Но вследствие того, что отец отвёл пистолет от уха Гайарде, сыну спустя шестьдесят лет пришлось защищать Дюма от детей Гайарде. К тому времени Дюма-отцу воздвигли памятник, на пьедестале которого выгравировали названия отдельных его произведений, включая «Нельскую башню». Дети Гайарде потребовали, чтобы это название убрали с памятника.
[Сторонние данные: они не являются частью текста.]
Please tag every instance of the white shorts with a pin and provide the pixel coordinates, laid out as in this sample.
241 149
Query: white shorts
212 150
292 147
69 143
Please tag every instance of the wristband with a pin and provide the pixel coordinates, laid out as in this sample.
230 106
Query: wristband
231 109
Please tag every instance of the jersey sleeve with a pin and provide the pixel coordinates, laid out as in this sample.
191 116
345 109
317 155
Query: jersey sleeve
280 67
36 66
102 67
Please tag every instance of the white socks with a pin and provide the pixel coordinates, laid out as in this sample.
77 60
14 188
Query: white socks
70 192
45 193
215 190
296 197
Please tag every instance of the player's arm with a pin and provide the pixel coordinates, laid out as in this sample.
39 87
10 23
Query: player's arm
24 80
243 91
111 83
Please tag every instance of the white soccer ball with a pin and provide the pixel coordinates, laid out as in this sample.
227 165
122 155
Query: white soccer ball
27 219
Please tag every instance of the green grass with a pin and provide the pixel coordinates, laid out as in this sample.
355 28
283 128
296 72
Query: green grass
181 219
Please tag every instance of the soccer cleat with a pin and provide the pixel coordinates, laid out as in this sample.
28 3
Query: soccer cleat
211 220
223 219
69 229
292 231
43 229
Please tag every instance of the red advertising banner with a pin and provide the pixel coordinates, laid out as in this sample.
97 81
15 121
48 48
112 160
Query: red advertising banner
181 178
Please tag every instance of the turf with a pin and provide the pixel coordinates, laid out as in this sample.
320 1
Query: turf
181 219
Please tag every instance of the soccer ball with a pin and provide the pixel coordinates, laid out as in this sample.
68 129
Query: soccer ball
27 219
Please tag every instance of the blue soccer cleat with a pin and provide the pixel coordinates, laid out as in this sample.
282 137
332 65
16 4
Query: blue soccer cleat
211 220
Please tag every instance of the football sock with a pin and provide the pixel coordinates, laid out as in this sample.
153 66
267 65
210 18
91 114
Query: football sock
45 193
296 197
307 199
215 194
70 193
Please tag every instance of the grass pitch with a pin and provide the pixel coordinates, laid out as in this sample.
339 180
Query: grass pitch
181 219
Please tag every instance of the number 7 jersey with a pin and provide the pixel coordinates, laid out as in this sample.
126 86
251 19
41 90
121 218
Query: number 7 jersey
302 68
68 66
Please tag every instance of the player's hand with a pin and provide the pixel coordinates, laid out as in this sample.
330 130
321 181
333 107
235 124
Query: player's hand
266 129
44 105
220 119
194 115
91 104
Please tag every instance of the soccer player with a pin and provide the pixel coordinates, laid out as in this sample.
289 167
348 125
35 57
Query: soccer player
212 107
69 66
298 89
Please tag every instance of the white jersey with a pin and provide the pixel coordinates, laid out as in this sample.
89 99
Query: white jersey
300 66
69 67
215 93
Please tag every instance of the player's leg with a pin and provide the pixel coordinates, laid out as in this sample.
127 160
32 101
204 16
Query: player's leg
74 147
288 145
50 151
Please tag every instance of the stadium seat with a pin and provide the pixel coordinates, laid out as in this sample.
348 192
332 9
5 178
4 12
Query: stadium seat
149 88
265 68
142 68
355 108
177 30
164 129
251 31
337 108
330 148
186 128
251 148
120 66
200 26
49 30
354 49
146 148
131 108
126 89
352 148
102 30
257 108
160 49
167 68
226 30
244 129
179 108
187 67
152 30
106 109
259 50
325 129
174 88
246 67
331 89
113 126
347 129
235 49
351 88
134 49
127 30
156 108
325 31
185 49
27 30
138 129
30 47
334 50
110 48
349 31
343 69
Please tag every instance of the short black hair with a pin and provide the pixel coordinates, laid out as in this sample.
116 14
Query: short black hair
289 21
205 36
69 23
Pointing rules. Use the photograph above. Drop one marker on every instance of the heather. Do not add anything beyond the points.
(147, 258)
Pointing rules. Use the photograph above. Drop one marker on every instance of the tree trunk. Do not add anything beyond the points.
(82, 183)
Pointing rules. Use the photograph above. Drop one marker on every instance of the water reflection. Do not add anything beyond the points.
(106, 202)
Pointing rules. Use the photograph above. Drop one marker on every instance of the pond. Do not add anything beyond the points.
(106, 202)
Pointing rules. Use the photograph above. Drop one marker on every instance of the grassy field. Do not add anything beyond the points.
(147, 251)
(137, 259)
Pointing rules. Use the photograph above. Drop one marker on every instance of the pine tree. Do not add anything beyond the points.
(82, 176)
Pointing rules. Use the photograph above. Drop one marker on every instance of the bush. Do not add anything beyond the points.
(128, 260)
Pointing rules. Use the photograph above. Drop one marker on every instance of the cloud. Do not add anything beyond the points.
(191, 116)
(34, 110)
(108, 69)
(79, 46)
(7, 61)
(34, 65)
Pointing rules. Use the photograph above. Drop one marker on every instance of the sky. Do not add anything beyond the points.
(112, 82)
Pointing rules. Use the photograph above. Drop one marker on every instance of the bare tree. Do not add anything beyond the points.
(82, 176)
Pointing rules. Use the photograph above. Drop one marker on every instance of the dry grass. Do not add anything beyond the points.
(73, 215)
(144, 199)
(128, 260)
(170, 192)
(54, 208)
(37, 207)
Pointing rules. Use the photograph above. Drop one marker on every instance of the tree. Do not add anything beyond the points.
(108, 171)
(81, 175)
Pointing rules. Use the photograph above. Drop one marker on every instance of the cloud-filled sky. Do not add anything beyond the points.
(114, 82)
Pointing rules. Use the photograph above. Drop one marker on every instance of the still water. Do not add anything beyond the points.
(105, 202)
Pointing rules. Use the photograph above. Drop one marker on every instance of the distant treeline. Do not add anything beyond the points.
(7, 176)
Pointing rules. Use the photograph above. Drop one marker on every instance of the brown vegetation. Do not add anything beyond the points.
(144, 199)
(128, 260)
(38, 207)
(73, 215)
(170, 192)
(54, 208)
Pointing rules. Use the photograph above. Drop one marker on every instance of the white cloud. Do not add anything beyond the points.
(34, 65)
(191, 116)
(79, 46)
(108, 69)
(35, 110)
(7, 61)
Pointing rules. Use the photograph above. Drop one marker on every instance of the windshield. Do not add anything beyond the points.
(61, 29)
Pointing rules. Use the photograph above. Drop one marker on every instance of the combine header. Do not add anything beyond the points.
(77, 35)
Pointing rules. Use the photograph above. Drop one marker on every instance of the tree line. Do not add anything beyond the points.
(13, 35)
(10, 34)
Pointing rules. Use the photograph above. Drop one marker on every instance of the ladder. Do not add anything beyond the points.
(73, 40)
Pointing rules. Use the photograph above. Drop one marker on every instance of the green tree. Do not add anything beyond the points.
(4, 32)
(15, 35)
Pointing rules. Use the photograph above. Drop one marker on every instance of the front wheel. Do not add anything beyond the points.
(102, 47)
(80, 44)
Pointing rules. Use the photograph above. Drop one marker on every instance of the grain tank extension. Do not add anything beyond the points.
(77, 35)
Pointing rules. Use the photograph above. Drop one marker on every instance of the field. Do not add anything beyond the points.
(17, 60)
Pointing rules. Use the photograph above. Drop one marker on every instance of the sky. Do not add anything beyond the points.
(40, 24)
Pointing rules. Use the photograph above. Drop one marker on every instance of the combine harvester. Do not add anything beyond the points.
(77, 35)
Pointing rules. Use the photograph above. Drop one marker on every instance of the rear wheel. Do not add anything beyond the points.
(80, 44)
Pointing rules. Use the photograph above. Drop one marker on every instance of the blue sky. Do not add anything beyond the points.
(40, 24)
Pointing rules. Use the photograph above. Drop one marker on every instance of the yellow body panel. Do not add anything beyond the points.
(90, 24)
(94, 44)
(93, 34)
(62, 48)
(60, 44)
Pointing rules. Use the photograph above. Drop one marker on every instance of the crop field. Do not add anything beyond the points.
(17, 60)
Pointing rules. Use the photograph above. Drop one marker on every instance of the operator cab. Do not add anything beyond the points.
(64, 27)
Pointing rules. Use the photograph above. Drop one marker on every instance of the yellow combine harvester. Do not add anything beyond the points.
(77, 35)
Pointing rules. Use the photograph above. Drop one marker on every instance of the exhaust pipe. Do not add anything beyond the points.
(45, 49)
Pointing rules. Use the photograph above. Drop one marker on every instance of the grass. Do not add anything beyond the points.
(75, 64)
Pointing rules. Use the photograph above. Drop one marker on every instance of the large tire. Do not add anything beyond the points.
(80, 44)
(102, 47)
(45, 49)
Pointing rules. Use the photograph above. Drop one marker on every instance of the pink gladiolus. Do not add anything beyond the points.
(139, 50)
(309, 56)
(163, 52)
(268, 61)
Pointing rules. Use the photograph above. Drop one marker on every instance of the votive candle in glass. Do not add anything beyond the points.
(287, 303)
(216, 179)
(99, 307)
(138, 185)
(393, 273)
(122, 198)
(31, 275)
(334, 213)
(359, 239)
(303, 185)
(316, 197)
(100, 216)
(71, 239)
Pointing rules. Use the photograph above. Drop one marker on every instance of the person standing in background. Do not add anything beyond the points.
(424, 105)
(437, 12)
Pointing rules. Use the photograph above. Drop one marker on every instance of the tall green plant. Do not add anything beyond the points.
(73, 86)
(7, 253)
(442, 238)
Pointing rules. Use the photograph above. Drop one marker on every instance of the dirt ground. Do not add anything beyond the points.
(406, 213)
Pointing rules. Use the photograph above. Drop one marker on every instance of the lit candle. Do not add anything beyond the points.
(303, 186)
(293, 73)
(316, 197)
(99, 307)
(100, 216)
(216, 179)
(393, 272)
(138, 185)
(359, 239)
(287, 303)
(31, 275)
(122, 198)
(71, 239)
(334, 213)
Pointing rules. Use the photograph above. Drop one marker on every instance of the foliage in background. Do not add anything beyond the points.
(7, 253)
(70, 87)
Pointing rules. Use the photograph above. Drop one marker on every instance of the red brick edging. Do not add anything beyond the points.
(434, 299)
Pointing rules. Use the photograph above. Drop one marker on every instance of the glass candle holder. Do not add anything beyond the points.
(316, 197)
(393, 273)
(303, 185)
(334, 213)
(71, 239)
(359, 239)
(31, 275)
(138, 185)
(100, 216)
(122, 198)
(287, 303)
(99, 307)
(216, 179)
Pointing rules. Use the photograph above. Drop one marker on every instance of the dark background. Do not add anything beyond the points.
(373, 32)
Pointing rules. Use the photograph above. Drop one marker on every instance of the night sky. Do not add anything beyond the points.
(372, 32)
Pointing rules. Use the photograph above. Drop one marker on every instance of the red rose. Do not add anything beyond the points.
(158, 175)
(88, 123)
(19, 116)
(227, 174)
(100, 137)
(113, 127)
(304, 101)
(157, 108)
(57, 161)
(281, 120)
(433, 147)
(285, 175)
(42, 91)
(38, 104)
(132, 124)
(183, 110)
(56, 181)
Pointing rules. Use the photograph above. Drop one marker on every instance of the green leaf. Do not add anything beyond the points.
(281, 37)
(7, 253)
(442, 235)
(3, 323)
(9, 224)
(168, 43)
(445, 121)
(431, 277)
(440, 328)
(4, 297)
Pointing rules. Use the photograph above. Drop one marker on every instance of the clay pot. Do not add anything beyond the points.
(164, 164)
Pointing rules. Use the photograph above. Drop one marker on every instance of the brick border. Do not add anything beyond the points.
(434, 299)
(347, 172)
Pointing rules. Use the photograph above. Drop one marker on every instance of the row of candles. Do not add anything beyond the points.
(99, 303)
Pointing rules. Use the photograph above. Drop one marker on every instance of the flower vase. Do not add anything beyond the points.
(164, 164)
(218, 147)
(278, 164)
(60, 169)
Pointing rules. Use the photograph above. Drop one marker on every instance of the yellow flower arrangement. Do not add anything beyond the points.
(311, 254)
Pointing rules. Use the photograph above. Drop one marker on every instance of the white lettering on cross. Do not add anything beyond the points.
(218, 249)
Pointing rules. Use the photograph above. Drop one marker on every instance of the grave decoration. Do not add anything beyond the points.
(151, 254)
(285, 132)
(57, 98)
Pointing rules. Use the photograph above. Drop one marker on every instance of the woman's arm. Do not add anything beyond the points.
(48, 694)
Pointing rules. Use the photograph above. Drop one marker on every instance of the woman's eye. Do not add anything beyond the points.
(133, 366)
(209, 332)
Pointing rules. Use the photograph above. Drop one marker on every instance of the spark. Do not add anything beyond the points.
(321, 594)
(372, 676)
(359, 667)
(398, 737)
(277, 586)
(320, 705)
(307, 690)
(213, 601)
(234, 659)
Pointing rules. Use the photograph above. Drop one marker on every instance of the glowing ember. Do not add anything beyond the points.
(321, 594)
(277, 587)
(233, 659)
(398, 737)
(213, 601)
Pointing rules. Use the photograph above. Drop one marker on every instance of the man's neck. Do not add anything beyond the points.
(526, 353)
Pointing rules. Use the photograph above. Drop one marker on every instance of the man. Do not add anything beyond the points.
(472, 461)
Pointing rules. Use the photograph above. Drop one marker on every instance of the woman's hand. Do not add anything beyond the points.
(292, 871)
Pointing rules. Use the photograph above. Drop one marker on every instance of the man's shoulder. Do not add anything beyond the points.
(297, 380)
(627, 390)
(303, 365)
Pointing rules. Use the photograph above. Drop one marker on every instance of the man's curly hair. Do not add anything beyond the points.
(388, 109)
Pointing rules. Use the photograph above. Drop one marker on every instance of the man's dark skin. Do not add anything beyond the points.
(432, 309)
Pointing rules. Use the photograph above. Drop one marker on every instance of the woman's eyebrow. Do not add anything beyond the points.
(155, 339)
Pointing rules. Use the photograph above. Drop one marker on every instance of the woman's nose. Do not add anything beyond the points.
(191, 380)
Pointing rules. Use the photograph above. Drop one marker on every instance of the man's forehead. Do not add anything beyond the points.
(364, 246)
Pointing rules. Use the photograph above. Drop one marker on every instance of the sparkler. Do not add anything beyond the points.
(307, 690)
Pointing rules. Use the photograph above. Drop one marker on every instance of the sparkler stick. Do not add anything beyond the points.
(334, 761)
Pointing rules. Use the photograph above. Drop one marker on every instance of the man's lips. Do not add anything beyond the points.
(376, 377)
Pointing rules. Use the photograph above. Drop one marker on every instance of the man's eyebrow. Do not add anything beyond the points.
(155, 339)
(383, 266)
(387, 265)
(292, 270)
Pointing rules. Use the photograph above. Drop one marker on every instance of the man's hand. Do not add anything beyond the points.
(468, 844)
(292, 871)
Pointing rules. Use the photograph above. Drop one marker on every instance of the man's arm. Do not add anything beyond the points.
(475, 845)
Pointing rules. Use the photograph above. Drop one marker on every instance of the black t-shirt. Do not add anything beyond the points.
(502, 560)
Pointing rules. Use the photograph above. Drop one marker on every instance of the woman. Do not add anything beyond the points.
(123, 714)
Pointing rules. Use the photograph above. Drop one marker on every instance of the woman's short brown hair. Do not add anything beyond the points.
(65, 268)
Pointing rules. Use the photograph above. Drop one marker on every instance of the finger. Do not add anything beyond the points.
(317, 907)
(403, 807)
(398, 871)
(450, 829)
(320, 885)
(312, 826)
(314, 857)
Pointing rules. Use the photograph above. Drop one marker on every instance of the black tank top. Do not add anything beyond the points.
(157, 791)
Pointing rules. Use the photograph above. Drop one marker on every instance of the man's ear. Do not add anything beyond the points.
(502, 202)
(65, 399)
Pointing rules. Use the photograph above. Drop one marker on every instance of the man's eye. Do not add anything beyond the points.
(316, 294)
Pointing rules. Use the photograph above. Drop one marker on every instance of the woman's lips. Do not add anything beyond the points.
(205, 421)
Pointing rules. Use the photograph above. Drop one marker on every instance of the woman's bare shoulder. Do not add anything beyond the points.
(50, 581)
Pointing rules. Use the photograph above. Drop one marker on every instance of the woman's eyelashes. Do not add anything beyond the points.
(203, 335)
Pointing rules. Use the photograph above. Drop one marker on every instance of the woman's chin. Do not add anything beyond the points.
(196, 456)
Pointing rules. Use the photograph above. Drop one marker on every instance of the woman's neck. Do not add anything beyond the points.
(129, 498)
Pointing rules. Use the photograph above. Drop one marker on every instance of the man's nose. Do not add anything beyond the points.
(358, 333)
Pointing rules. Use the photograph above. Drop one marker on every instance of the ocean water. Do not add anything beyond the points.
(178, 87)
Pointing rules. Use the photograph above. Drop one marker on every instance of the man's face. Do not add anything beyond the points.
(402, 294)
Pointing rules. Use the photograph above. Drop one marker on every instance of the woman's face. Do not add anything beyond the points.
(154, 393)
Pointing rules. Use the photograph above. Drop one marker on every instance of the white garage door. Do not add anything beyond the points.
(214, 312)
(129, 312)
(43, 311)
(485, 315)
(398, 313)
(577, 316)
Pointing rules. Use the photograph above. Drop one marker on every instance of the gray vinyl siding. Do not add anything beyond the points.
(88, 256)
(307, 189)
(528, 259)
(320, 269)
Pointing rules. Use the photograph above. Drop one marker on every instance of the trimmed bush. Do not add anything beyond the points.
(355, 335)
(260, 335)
Дюма-сын спас репутацию отца, разослав в газеты следующее заявление: «Нельзя подвергать сомнению тот факт, что мой отец способствовал созданию «Нельской башни», поскольку суд не лишил его большей части авторских прав. Поэтому я намерен пойти на компромисс с наследниками господина Фредерика Гайарде: если они разрешат оставить название пьесы на пьедестале статуи моего отца, то я даю слово, что разрешу оставить название этой пьесы на памятнике, воздвигнутом в честь их отца, ежели таковой будет поставлен».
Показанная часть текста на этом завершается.